In the thymus rudiments, a small number of XL-1+ cells appeared for the first time at st.44-45. The positive cells were regarded as macrophage/monocyte-series cells as defined by their dendritic shape and a stronger reactivity than the lymphocyte-series cells described below. Two types of XL-1+ cells appeared in the thymus at st.46–47: the large, macrophage-like cells with brightly stained dendritic cytoplasm and the lymphoblasts with weakly stained dots in the thin cytoplasm (Fig. 8).
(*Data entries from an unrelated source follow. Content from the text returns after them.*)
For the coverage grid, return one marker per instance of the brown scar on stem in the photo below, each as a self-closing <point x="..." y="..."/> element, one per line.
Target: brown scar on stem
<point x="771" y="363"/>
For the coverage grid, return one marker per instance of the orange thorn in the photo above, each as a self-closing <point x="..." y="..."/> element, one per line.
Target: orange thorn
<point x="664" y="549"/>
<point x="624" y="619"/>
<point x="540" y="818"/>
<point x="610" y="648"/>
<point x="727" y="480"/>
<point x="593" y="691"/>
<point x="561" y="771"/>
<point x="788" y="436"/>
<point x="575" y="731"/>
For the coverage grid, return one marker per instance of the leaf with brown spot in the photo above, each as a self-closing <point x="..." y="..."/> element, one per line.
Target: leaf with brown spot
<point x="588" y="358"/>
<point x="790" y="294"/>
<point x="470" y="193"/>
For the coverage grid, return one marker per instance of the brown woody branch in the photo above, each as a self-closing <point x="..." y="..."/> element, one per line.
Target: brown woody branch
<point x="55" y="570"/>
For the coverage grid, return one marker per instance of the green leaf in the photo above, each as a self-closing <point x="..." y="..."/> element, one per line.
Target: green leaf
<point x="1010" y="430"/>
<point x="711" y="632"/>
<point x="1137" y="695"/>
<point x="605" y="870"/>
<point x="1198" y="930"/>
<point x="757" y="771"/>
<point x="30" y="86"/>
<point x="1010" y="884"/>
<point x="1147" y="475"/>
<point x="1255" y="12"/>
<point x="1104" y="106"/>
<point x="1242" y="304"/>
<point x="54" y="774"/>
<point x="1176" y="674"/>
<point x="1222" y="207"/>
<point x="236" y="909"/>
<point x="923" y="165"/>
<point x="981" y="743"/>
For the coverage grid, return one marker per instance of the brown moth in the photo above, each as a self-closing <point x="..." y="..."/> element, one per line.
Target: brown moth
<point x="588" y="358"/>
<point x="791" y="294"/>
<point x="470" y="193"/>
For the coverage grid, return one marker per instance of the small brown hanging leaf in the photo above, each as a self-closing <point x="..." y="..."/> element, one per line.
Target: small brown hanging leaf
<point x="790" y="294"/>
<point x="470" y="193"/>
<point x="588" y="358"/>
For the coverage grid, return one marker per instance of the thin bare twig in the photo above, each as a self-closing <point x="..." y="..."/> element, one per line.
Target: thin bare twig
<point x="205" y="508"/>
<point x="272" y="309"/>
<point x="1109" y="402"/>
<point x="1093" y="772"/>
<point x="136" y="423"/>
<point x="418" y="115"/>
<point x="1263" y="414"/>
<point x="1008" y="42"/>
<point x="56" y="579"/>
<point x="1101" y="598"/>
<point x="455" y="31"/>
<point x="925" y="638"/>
At this stage, the latter cells tended to locate preferentially in the outer region of the thymus (future cortex). The reactivity of these cells increased gradually as they differentiated into lymphocytes, so that by st.49 virtually all thymic lymphocytes were stained uniformly with XL-1. In the thymus of the more advanced stages, as Fig. 9 shows, all thymic lymphocytes and macrophage-like cells were positive, but epithelial cells and myoid cells were entirely negative.

Figs 8–11.

Immunofluorescence (Figs 8A, 9, 10A, 11) and phase-contrast (8B, 10B) micrographs of transverse sections of the thymus (Figs 8, 9) and the spleen (Figs 10, 11) of st.47 (Fig. 8), st.49 (Fig. 10) and st.56 (Figs 9, 11) larvae, showing XL-1+ macrophage-like dendritic cells (arrowheads) and lymphoid cells (arrows). Visualized by TRITC-conjugated anti-mouse Ig. c, cortex; m, medulla; rp, red pulp; wp, white pulp; i, intestine. Bars, 40μm.

Figs 8–11.

Immunofluorescence (Figs 8A, 9, 10A, 11) and phase-contrast (8B, 10B) micrographs of transverse sections of the thymus (Figs 8, 9) and the spleen (Figs 10, 11) of st.47 (Fig. 8), st.49 (Fig. 10) and st.56 (Figs 9, 11) larvae, showing XL-1+ macrophage-like dendritic cells (arrowheads) and lymphoid cells (arrows). Visualized by TRITC-conjugated anti-mouse Ig. c, cortex; m, medulla; rp, red pulp; wp, white pulp; i, intestine. Bars, 40μm.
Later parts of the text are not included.